Safety Planning 101

20 03 2009

medicine-wheel-02-500With the Chris and Rhianna situation, lots of people have been asking the question ‘why doesn’t she leave?’

But did you know that leaving a domestic violence situation is the most dangerous time in the relationship? That’s why if you do plan to leave, you should definitely take some precautions [also known as safety planning].

Here are some ways you can safety plan [**Please note that the following can still be helpful if you have already left; you still may be in danger**]:

  • Think of a safe place you can go if you get into an argument. Stay away from rooms/places with no doors [bathroom, closet] and rooms with weapons [the kitchen].
  • Create a list of people you can contact if you ever need to.
  • Keep change/money with you at all times.
  • Memorize all important numbers.
  • Make up a ‘code word’ or ‘sign’ that family, friends or coworkers, etc. will know when to call for help. And if you have children, create a code word for them so they will know what to do in a violent situation.
  • Keep a bag with clothes and important papers in the trunk of your car [if you have your own car or if you feel it’s safe]. You can also put it in a closet or area near the door[make sure it’s in a well-hidden place so your abuser can’t find it; if you have to leave immediately, you will have important things you need.
  • Think about what you’ll say if your partner becomes violent.

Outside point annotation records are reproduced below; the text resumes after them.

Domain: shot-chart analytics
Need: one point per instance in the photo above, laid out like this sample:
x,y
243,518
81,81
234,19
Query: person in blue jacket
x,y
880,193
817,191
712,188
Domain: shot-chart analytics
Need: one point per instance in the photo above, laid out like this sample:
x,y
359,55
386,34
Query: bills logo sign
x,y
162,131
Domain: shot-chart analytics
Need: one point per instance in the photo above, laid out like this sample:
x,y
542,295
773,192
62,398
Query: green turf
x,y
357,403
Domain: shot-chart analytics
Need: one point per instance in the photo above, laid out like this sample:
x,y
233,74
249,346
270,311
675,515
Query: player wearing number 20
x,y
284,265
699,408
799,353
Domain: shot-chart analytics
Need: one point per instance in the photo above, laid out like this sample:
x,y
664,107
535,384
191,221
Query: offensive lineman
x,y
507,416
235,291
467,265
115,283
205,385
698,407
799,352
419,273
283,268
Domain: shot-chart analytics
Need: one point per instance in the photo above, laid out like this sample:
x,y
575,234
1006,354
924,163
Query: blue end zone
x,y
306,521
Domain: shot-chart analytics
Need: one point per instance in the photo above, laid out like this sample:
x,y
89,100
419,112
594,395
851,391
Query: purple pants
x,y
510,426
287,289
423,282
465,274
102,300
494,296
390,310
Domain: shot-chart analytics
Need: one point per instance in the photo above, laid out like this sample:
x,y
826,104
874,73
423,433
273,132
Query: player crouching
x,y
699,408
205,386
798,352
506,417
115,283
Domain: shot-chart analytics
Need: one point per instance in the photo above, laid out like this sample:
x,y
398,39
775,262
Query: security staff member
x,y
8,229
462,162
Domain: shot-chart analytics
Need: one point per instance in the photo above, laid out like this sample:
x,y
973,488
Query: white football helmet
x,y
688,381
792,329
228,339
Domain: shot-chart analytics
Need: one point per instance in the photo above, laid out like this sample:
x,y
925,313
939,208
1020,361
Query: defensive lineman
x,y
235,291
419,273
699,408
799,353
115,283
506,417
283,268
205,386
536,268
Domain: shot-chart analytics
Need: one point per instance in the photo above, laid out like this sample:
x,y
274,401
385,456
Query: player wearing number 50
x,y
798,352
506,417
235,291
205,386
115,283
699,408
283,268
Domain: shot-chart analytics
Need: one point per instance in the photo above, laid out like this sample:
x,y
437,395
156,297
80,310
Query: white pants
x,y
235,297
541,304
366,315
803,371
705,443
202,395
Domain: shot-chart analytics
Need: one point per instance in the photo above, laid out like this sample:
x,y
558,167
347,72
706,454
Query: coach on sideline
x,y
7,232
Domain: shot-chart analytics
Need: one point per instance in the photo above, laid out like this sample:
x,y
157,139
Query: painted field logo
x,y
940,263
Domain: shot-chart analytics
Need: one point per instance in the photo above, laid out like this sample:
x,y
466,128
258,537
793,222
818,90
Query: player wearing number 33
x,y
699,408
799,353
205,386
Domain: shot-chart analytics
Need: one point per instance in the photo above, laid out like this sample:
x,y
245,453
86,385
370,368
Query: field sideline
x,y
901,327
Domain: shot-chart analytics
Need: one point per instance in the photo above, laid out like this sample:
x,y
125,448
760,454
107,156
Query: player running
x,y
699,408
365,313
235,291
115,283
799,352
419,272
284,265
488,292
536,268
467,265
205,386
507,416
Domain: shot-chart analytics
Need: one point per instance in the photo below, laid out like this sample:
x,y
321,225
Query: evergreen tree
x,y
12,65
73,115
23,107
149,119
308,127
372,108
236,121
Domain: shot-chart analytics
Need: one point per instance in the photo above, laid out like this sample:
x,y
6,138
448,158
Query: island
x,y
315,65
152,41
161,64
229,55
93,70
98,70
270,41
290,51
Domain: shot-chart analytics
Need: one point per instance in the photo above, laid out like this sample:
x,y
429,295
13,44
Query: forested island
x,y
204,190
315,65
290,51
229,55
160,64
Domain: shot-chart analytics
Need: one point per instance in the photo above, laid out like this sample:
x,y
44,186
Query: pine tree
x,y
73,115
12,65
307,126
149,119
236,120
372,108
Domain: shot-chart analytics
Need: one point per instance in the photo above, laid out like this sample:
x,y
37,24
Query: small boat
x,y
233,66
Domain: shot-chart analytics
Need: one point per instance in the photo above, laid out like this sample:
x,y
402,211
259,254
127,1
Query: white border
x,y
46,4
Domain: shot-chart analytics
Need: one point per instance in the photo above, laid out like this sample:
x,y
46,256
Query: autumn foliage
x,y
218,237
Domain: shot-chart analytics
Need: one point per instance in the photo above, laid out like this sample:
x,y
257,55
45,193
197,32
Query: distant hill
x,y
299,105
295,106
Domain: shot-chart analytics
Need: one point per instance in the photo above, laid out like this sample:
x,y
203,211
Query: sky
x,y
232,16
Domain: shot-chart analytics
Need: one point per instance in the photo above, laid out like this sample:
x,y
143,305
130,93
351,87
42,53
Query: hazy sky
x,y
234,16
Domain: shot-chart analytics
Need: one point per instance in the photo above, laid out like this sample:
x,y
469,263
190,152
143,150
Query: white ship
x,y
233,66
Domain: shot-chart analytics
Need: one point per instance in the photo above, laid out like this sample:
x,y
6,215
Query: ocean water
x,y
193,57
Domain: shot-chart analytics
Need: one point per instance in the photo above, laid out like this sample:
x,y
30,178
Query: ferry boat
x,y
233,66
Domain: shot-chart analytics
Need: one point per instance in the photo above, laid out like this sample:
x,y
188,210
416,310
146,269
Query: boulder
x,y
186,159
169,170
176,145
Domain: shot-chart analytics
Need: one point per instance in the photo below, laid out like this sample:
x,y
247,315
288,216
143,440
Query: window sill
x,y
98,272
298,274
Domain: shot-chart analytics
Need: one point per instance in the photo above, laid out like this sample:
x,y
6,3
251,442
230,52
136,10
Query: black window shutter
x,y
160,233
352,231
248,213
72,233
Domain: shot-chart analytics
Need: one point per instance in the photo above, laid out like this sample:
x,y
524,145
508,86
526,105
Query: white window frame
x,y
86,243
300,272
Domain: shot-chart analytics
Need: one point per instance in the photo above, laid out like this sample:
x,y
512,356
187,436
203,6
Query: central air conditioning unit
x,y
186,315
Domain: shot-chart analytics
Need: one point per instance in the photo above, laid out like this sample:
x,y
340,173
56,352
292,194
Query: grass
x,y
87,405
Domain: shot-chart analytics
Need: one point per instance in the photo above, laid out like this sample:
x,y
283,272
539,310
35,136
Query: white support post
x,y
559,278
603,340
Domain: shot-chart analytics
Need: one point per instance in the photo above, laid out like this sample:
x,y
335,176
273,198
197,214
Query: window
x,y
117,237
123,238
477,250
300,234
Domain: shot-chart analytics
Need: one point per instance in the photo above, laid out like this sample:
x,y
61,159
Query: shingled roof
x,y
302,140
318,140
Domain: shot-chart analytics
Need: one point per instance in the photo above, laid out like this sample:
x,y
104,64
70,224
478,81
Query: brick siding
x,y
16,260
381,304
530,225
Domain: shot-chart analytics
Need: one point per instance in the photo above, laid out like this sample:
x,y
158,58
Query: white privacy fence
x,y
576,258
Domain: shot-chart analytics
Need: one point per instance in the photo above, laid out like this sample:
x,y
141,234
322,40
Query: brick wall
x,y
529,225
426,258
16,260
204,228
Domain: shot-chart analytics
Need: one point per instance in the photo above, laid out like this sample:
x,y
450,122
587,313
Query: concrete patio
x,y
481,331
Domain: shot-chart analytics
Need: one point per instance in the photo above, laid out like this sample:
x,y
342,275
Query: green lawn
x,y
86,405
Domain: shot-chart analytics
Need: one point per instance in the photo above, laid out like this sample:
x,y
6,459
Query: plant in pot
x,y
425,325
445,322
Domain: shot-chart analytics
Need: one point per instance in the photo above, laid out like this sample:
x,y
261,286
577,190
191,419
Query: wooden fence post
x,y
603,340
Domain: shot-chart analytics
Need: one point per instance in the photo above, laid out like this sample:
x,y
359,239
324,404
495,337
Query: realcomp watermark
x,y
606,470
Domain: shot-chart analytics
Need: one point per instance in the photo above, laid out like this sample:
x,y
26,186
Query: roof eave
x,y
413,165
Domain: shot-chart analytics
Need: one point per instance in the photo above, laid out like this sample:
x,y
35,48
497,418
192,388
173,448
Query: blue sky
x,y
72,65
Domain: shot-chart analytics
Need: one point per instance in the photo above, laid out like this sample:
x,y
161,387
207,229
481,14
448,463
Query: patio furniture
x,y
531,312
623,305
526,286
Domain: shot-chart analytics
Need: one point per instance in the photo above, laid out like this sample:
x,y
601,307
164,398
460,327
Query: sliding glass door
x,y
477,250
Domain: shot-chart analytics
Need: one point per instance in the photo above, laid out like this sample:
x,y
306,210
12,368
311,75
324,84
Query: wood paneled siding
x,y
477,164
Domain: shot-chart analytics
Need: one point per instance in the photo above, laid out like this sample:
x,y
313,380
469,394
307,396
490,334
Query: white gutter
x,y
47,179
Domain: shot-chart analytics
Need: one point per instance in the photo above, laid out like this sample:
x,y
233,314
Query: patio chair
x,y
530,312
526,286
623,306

What should you do if you’ve already left?

  • Change your number.
  • Screen all calls.
  • Keep and document all contacts, messages, injuries, and other incidents from your abuser.
  • If the abuser has a key, change your locks.
  • If at all possible, do not stay alone.
  • Make a plan for how to get away if your abuser does show up where you are [it could be your home, job, school, anywhere].
  • If you have to meet your abuser, do so in a public place.
  • Vary your routine [this is important because your abuser could be stalking you].
  • Let your school and work contacts know what’s going on.
  • Call a domestic violence shelter. In addition to offering a place to stay, some shelters offer services for those not wanting to come into shelter like counseling, assistance with getting a Temporary Protective Order and more.
  • If you decide to leave the important papers you will need are: social security cards and birth certificates [for you and children], marriage license, leases and deeds, etc.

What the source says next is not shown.